Emails to non-existent accounts being sent to users

Discussion regarding the Standard version.
Post Reply
JvdBroek
Posts: 6
Joined: Fri Aug 06, 2021 10:31 am

Emails to non-existent accounts being sent to users

Post by JvdBroek »

I have seen this thread (from 2015) with the same issue I encountered right now.
http://mailenable.com/forum/viewtopic.php?f=7&t=40712#p108159

Mail to a non-hosted domain (nor mailbox) is delivered to (probably) the first email account that has been created on the server (unfortunately mine :? ).

Situation:
- no default post office
- no mailservice for domain
- no catchall (not even on my domain)
- relay only enabled for local server

Running MailEnable 10.34, along with Plesk on Windows 2016.
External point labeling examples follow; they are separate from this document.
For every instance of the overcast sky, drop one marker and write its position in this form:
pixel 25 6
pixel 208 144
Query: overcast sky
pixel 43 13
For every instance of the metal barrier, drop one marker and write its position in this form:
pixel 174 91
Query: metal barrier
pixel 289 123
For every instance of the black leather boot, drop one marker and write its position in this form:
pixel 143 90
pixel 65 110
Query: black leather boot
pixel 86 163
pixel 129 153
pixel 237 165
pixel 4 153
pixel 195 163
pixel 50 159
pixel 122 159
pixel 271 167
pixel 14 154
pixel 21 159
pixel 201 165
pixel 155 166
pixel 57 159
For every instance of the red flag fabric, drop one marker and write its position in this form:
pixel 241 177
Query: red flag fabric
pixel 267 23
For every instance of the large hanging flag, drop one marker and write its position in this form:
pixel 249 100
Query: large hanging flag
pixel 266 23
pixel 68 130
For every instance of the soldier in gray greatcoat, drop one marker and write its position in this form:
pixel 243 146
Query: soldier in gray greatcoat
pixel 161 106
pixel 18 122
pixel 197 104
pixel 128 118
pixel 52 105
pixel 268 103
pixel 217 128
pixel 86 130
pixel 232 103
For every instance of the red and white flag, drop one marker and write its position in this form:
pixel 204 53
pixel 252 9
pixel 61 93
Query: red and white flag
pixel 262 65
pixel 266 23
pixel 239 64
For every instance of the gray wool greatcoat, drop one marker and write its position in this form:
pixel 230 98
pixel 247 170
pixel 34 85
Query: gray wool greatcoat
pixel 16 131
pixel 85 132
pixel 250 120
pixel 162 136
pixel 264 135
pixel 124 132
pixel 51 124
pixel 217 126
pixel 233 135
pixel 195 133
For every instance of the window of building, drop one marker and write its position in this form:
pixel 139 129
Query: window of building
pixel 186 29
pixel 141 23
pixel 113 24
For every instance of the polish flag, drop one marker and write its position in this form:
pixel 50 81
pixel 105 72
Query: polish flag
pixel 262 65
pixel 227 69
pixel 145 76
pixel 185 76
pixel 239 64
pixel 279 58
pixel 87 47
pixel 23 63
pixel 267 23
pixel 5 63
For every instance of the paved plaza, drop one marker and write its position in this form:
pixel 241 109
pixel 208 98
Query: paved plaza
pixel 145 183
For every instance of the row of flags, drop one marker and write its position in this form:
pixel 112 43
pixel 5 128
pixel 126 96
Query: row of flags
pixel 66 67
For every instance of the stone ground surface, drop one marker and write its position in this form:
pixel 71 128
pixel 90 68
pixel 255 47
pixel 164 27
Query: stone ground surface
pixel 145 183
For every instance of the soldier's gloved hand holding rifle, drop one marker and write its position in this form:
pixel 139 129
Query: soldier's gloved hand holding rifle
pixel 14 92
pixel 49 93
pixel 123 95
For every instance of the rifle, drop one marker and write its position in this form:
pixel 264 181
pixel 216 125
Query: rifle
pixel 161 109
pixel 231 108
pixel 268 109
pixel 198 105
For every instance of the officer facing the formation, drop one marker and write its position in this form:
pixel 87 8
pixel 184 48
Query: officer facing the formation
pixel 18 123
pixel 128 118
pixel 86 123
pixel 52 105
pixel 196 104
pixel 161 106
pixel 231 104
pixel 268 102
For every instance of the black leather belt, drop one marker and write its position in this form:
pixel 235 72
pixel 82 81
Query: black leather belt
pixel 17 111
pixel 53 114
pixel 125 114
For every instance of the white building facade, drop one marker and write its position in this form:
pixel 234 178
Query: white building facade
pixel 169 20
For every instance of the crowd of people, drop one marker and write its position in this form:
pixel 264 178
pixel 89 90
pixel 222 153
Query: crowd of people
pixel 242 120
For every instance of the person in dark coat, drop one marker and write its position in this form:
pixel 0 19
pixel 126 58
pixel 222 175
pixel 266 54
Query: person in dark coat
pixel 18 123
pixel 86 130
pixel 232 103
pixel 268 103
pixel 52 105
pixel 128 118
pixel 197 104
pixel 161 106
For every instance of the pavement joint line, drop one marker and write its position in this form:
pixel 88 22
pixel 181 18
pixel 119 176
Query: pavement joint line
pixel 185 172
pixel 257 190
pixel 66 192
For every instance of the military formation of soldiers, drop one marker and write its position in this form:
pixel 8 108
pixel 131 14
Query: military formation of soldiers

Any resolutions, suggestions?

Kind regards,
Jan

JvdBroek
Posts: 6
Joined: Fri Aug 06, 2021 10:31 am

Re: Emails to non-existent accounts being sent to users

Post by JvdBroek »

To Illustrate what is happening an example:
(replaced my mail account by jvdbroek@company.com and the server by MAILSERVER.COM and the server its IP by ##.##.##.##)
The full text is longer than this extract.